# Good heat/humidity tolerant horses?



## Acadianartist (Apr 21, 2015)

My Arab does fine with heat. Mind you, our heat doesn't compare to your heat, but since they originate from the desert, I think they are just far happier in a warm climate than a cold one. He is miserable in our cold, Canadian winter and needs layers of blankets! Look for breeds that come from hot climates.


----------



## seabiscuit91 (Mar 30, 2017)

If you try buy something in your area/that has been through your summers before, that could be a good way to go.

For instance, where I'm from it's extremely hot/humid/tropical throughout the entire year (No winter at all)
And it can completely depend on the individual horse, Some TBs handle it great, some don't, same with quarter horses, same with horses bred here, I have an Australian stock horse, who should ideally handle the climate, and just doesn't at all.
But I've seen big percherons / clydies who you would think may struggle, handle it far better than the lighter horses. 

Any horse can get Anhridrosis at any point in their life, so it can be tricky.
I think any horse that's been living that climate and always handling it well, is probably the safest option!


----------



## Avna (Jul 11, 2015)

Carolina Marsh Tacky, if you can find one. They're bred for your kind of climate. Other US breeds from hot humid climates are Florida Crackers, Rocky Mountain Horse (from Kentucky), Tennessee Walker. All of these are gaited.


----------



## jaydee (May 10, 2012)

I have a pinto (probably a Paint that lost all of her history when sold to the dealer) that came from Florida. She copes really well in the humid heat as does our IDSH who's got majority TB blood. Interestingly our Clyde x arab who looks like a mini Clyde also copes well with the heat/humidity
Our Irish Draft really struggles and so does our WB though not quite as much


----------



## Zexious (Aug 2, 2013)

I hauled my Hunt-Type Paint to Texas for a year (from much more temperate Colorado), and he handled it just fine 
So long as you stick to purchasing something local, you're more likely to find a horse accustomed to the weather.


----------



## AtokaGhosthorse (Oct 17, 2016)

I'd say American Paints, Mustangs, Arabians, QH, TB's.

Honestly, I live in SE Oklahoma we share the same heat. The joke is when New York and Jersey are shutting down beaches when it hits 85 and humid, we're all like, WOO HOO... We call that COOK OUT time!

I see all breeds, from Shetlands to Percherons and Haflingers to TB race horses, Mustangs and ordinary QH ranch horses here. All seem to do well if you provide shade, lots of water, mineral and salt blocks, and do try to keep your riding down to mornings and evenings or at the very least, ride under heavy shade if you can. I've not noticed this myself but people with a lot more time owning horses than I are telling me to be careful with the sweet feed this time of year, it makes them sweat out a lot more, which is dangerous when it hits 110 with an 80% humidity, to say the least.
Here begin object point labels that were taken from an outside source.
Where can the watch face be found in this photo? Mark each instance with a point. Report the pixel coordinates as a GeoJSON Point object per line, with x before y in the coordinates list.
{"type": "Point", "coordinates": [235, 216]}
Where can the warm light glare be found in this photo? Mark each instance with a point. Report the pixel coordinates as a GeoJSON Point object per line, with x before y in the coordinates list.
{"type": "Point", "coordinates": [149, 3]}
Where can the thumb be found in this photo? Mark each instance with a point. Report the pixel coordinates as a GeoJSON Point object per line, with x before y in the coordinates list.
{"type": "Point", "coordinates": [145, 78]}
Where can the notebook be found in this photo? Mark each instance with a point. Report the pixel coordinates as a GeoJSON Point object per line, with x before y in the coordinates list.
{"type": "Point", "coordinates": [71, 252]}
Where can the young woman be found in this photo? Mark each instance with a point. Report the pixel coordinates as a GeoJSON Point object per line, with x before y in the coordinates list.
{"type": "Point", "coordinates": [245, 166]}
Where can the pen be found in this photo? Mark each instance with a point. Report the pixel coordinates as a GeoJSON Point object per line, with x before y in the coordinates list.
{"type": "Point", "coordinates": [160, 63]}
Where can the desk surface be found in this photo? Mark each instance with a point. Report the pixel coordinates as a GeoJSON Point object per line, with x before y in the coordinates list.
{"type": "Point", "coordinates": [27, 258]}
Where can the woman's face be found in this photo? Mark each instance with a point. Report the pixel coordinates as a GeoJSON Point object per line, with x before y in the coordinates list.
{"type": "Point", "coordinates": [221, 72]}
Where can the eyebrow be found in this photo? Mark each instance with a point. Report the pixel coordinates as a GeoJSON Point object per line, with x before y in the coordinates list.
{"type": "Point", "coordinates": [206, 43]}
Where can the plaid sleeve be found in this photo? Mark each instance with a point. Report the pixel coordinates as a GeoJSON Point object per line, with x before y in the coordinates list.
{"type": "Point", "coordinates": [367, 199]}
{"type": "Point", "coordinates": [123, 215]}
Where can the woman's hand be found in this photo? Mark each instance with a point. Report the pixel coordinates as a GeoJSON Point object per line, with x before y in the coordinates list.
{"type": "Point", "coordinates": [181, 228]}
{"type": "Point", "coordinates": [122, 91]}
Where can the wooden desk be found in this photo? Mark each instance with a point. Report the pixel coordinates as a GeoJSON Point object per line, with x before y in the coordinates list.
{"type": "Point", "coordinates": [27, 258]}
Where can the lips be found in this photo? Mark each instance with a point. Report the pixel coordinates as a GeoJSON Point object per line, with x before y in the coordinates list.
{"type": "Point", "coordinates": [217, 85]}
No matter what you get, IF you have them in a barn/boarding situation, better make sure the barn is well ventilated and they have a turn out - I grew up living right behind a cutting horse trainer/breeder (I'm a 70's/80's kid so this was in the mid-80s), he had two magnificent stud/stallions, one of which was black as a crow's wing and he was worth a huge amount of money for the time, $75,000 for the horse alone, that's not including his cutting work, shows, events, and stud fees. He was also a sweetheart and so well behaved.

Owner went to Vegas for an event one July or August, I can't remember which, left the ranch in the hands of his hired help... who simply didn't show up for the entire week - the studs were left locked in their stalls with only the top part of the door left open.

The caramel colored palomino suffered a heat stroke but lived, the black horse was dead on the floor. The summer heat had baked them.

Owner nearly beat that guy to death. 

On a lighter note:

I HAVE seen local people set up, lol, those huge fan shaped lawn sprinklers in round pens and corrals, even smaller lots where horses are confined, sometimes those big plastic kiddie pools, and those horses seem to just love playing in the water like little kids.... so whatever you get, you might consider that too to help beat the heat.


----------



## Cynical25 (Mar 7, 2013)

Depends on the individual horse!


My Texas-born senior Arab mare seems perfectly comfortable during the 9 months of summer in the Dallas, TX area and then fluffs up beautifully for cold winter nights. My Texas-born 6yr old Quarter Horse spends the entire summer breathing heavily with sweat pouring down him just from being alive, but he'll beg for his blanket if it drops below 40°F in the fall.


----------